Spike Jonze is one of those filmmakers that seems much better in theory than reality. His films are all fiercely original and are revered by cinephiles everywhere. But, there’s a detachment to everything he’s made that’s impossible for me to get past. It’s like you’re watching his films from a distance. There’s no intimacy, even when there’s intimacy on screen. “Her” is no exception.
Set in the near future, Theodore (Joaquin Phoenix) works as a hand-letter writer, though he speaks what the letters should say, going through a divorce. Lonely, he learns of a new computer operating system that has artificial intelligence, making it more than just a generic, robotic OS. After answering a few basic questions, like how is his relationship with his mom, his OS takes the form of Samantha, voiced by Scarlett Johansson. She’s fun. Perky. Attuned to his needs. So much so, she begins to fall for him. He falls for her. What happens is one of the strangest love stories. Ever. In the history of the world. Maybe not the world, but it’s pretty strange.
Theodore and Sam do almost everything together. They even go on double dates with Theodore’s friends. Even a friend/former flame of his, played by Amy Adams and looking a lot like a blonde version of Cameron Diaz in “Being John Malkovich,” is becoming bff’s with her OS. The two even figure out a way to consummate their relationship.
The trick with “Her” is that since Samantha has no body, Jonze uses extreme close-ups of Phoenix’s face when they’re talking. It feels like half the film is just his face talking to an unseen being.
Pinning down what kind of film “Her” is no easy task. Is it an off-beat love story? A weird rumination on people’s ability to love? Or maybe Jonze is just commenting on the increasing laziness of people. Theodore writes letters for other people as a living, yet he doesn’t even write them. He just tells a computer what to write. Most of the people inhabiting this world don’t even seem to care about their appearance. One thing running throughout “Her” is a lack of effort on people’s parts to do anything, be it talk to another person or drive a car.

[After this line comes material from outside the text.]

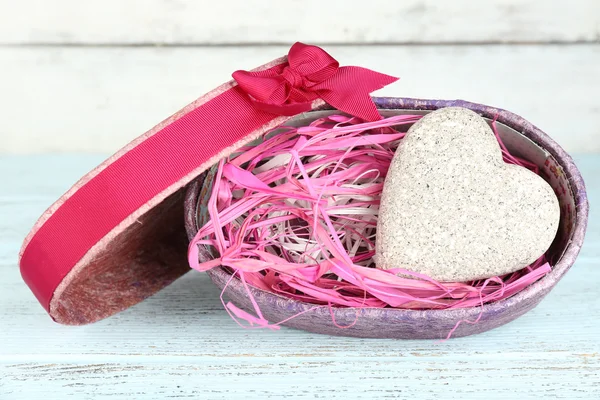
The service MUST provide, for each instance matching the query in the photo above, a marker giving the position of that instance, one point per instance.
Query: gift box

Perhaps Jonze is right, that one day somebody will fall for a computer system. Our lives are becoming increasingly isolated and plugged in, so isn’t that just the logical progression of things? The film even goes so far as to suggest that instead of actual parenting, people will want to play video games where you are a parent. This is all fine and well, so long as the jacked-up pants all of the men wear don’t come into style. Nobody needs to wear pants up to their belly button.